In a world far away from burning kingdoms and ancient runes, the air was filled not with the scent of smoke, but with the low hum of a desktop fan and the lingering aroma of instant noodles.
A young man sat hunched over his desk, his eyes bloodshot from hours of staring at a monitor. He had been following this web novel for three years, and tonight, the long journey finally reached its end. On his screen, the final chapter of The Fall of World was reaching its grim, inevitable conclusion.

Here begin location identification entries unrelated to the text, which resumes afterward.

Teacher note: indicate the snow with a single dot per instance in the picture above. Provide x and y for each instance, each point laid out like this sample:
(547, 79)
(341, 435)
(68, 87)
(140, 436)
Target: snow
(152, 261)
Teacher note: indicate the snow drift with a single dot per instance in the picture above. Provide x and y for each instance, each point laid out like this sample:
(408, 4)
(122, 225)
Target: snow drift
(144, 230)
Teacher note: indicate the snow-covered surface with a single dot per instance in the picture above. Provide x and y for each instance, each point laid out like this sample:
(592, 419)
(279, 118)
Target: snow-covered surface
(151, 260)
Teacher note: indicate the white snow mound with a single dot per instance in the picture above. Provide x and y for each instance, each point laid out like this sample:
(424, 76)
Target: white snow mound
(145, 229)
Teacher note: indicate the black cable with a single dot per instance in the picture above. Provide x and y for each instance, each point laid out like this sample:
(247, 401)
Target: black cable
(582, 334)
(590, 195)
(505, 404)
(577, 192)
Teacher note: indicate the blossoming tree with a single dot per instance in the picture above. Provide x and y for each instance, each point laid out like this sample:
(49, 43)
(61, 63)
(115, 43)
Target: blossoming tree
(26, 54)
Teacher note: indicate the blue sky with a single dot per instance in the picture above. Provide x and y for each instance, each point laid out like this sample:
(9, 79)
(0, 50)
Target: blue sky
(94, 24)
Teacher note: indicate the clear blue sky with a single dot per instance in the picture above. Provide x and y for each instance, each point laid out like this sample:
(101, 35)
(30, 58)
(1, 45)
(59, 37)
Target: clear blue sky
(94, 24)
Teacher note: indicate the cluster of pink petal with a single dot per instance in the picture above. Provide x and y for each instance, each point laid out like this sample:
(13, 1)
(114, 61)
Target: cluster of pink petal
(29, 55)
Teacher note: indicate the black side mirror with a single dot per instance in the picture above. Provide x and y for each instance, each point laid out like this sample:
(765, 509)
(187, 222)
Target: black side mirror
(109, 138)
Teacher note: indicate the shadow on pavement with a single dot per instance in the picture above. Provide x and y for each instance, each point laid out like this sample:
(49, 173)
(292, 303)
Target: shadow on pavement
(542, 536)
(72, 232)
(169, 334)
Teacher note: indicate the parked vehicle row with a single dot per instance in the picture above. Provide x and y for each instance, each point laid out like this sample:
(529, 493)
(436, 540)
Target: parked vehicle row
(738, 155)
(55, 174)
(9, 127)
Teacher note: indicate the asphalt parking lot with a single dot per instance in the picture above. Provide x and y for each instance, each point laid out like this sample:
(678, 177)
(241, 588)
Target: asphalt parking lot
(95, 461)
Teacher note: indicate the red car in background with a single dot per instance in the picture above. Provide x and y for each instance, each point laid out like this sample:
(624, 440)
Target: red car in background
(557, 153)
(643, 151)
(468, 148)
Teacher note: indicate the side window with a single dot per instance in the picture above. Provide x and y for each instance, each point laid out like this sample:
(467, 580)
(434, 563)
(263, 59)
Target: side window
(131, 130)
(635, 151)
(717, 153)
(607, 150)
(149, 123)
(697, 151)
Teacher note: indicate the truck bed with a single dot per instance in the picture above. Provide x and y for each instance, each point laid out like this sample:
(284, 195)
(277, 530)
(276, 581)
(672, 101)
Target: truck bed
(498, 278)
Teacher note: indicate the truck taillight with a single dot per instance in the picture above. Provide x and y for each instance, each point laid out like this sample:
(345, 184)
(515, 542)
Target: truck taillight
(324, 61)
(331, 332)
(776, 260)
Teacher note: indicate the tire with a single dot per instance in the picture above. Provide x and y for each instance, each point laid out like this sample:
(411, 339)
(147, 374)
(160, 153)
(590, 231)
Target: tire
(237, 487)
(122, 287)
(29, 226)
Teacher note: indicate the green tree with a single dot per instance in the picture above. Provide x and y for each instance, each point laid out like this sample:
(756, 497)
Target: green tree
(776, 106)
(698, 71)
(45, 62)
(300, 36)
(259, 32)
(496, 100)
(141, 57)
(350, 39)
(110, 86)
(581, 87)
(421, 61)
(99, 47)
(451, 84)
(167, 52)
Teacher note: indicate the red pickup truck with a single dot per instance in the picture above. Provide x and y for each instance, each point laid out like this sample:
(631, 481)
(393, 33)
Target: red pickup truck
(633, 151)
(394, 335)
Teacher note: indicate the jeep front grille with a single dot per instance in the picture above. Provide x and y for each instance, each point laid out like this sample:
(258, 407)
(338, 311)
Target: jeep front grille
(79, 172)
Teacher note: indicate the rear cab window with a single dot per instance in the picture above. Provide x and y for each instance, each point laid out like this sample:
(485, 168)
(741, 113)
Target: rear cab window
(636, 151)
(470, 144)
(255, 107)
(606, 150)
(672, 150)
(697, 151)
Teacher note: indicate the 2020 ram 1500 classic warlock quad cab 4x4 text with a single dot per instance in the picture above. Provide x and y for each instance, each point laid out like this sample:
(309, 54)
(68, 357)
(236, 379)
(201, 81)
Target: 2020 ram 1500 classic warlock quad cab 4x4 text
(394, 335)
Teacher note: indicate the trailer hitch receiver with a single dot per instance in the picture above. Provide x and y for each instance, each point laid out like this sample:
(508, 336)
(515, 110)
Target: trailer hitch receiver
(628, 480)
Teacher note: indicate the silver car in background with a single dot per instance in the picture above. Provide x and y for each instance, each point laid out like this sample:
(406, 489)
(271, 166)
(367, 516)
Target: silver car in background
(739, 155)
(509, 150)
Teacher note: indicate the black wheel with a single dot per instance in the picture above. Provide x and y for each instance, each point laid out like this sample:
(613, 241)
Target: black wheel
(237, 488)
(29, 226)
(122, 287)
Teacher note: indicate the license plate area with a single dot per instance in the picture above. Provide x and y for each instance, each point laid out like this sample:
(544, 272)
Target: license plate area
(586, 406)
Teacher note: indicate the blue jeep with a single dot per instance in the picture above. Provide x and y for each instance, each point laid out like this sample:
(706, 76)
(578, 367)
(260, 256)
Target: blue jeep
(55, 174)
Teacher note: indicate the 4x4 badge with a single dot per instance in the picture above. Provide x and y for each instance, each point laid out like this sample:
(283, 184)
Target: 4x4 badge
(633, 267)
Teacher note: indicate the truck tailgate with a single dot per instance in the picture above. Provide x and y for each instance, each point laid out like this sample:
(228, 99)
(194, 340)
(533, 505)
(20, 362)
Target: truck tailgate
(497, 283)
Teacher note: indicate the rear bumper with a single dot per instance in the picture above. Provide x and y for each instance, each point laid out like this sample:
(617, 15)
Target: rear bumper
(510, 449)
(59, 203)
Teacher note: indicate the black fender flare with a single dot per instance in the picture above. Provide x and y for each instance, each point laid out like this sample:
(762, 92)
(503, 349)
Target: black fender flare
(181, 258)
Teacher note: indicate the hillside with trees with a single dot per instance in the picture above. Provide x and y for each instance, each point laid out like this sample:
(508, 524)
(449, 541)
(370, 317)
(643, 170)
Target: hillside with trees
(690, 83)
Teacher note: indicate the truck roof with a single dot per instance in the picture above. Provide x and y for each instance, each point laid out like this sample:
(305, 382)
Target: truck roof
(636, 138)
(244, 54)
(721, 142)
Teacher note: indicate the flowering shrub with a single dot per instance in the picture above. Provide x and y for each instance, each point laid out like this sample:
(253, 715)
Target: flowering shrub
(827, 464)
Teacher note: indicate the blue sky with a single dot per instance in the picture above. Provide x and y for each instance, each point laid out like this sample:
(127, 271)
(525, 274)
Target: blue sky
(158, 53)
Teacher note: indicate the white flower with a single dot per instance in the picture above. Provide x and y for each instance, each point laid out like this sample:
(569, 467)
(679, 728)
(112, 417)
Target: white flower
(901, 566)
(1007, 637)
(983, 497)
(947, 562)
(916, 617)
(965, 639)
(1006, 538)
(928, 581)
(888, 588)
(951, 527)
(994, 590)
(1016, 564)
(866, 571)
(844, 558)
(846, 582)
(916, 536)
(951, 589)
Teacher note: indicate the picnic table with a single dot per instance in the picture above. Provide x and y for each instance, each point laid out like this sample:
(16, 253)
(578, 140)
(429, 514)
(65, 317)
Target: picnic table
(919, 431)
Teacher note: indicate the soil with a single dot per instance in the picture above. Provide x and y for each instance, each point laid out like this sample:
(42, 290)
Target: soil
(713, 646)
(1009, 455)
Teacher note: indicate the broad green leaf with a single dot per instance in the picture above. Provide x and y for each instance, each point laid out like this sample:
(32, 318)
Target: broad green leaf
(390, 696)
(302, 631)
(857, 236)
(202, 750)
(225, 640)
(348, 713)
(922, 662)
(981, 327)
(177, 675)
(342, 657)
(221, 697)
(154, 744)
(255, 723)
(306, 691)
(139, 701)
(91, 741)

Inside the digital world of the novel, the protagonist, Kaelen, was kneeling on a desolate, ash-choked battlefield. Around him lay the broken, lifeless bodies of his comrades and friends. The horizon was blotted out by millions of monsters—a terrifying hierarchy ranging from F-rank beasts to the legendary EX-rank entities that had systematically dismantled human civilization.
Kaelen clutched his shattered sword, his voice a broken whisper that seemed to vibrate through the reader's speakers. "If I were strong enough... if I had just been stronger... I could have stopped the destruction of this world."
Just then space tears open like wet parchment. A humanoid monster stepped out of the darkness, its presence so cold it seemed to freeze the very words on the page. The creature looked at the mountain of human and monster corpses with casual disdain and muttered, "They did not find the artifact on this world. Yet they died so pathetically by the hand of a mere human."
With a casual flick of its wrist, the monster reached out. Before Kaelen could even blink, and asked the sentence ended with his death. Beheaded. The monster turned and vanished back into a portal, leaving a dead world behind.
The young man reading the screen let out a long, heavy sigh and leaned back in his creaking chair. "In the end, even the protagonist died," he muttered, rubbing his tired eyes. "Three years of reading for a depressing ending like that? What a waste."
Frustrated and looking for some kind of closure, he flicked his mouse to the very last section of the site: the Epilogue. He expected a list of survivors or perhaps a final tribute to the fallen world.
Instead, the screen flickered with a static pop.
There, in the center of the stark white page, lay a single name: Aether Valencrest.
The reader frowned, leaning closer to the monitor. "That name... Aether Valencrest. It wasn't even important in the story. Just a side character who died in the first chapter to show how high the stakes were."
As he stared at the name, a sudden, searing warmth blossomed in the center of his chest.
"What—?"
He gasped, clutching his shirt. A faint, rhythmic pulse of light began to throb against his skin. With trembling fingers, he pulled his collar aside.
Runes.
Ancient, unfamiliar symbols were etching themselves across his chest, glowing softly at first, like dying embers. But then they began to move. They crawled across his skin like living light, moving through his veins and carving their geometry into his very marrow.
"W-What is happening to me?!"
The glow intensified, turning from a soft amber to a violent, blinding gold. His heartbeat grew louder in his ears—a thundering drum that drowned out the hum of his computer. Faster. Stronger.
The room around him began to distort. The walls stretched and warped like a reflection in moving water. The air itself trembled with a low, vibrational hum that rattled the windows. On his desk, the pages of his notebooks and the dust on his keyboard flew upward, caught in an invisible, swirling storm.
The name on the page—Aether Valencrest—suddenly burned with a light so fierce it began to melt the pixels around it.
"Is this… because of that name…?!"
The runes spread further, spiraling down his arms and climbing his neck, his entire body now radiating an otherworldly brilliance. He tried to move, to stand up, to run—but his body wouldn't respond. He was a passenger in his own skin.
Then—the light consumed him.
Completely.
In a silent explosion of white, the young man vanished. As if he had never existed, the apartment fell still. The fan continued to spin, the half-eaten noodles grew cold, and the monitor flickered once before turning pitch black.
Only the faint echo of a heartbeat remained in the empty room.